Chorei ao ler. Porque, naquela época, ser professora significava alguma coisa. Hoje, parece uma profissão pela qual a gente precisa pedir desculpa. Não houve festa. Nem discurso. Só um aperto de mão do novo diretor, que me chamou de “senhora” e checou o celular no meio da despedida.
Esqueci minha caixa de adesivos. Minha cadeira de balanço. Minha paciência. Mas levei comigo a lembrança de cada criança que um dia me olhou com encanto, com confiança ou com alívio. Isso é meu. Ninguém pode me tirar.
Não sei o que vem agora. Talvez eu seja voluntária na biblioteca da cidade. Talvez eu aprenda a fazer pão caseiro. Ou talvez eu apenas me sente na varanda com um chá quente, lembrando de um tempo que era mais gentil. Porque sinto falta.
Sinto falta de quando ser professora era ser aliada, não alvo. Quando escola e família caminhavam juntas. Quando educar era cultivar, não apenas medir desempenho. Se você já foi professor ou professora, você entende.
(...) Fizemos [isso] pelo menino que aprendeu a amarrar os cadarços. Pela menina que finalmente sorriu depois de semanas em silêncio. Pelos que precisavam de nós de um jeito que nenhuma prova consegue mensurar. Fizemos por amor. Por esperança. Por acreditar que ainda dava para mudar o mundo.

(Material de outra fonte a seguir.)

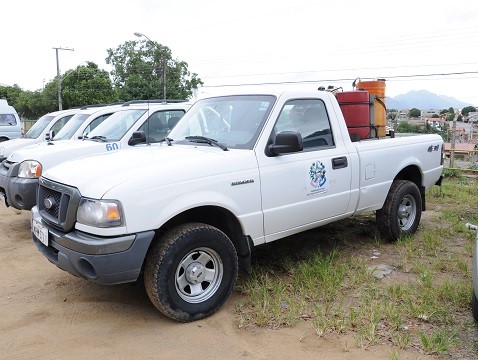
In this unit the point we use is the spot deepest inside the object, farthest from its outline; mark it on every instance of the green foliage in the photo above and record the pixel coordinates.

Então, se um dia você encontrar uma professora – de ontem ou de hoje – agradeça (...). Com sua voz. Seus olhos. Seu respeito. Porque num mundo que corre depressa demais, elas ficaram. Num sistema que desmoronou, elas resistiram. E numa sociedade que as esqueceu, elas se lembraram de cada criança. Que as professoras do passado saibam que não estão esquecidas. Que as de hoje saibam que não estão sozinhas.
1 comentário:
Desculpe lá, mas também há muitos professores e professoras que não merecem agradecimento nenhum se os encontrar na rua. Não são todos 'santos', pelo contrário, há cada um... Se devo muito ou mesmo imenso ao Prof. Salgado Júnior, ao Prof. Baltasar Valente, ao Prof. Armando de Morais, à Drª Fernanda Estrada ou à Drªa Raquel Valença, tive dezenas de energúmenos 'vendedores de aulas' sem ética, sem competência, sem vergonha; se os encontrasse, só tinha a agradecer-lhes a minha ignorância em tudo o que me deviam ter ensinado. Vamos lá a deixar de poetizar a missão docente, que a maioria, provavelmente, são funcionários sem alma.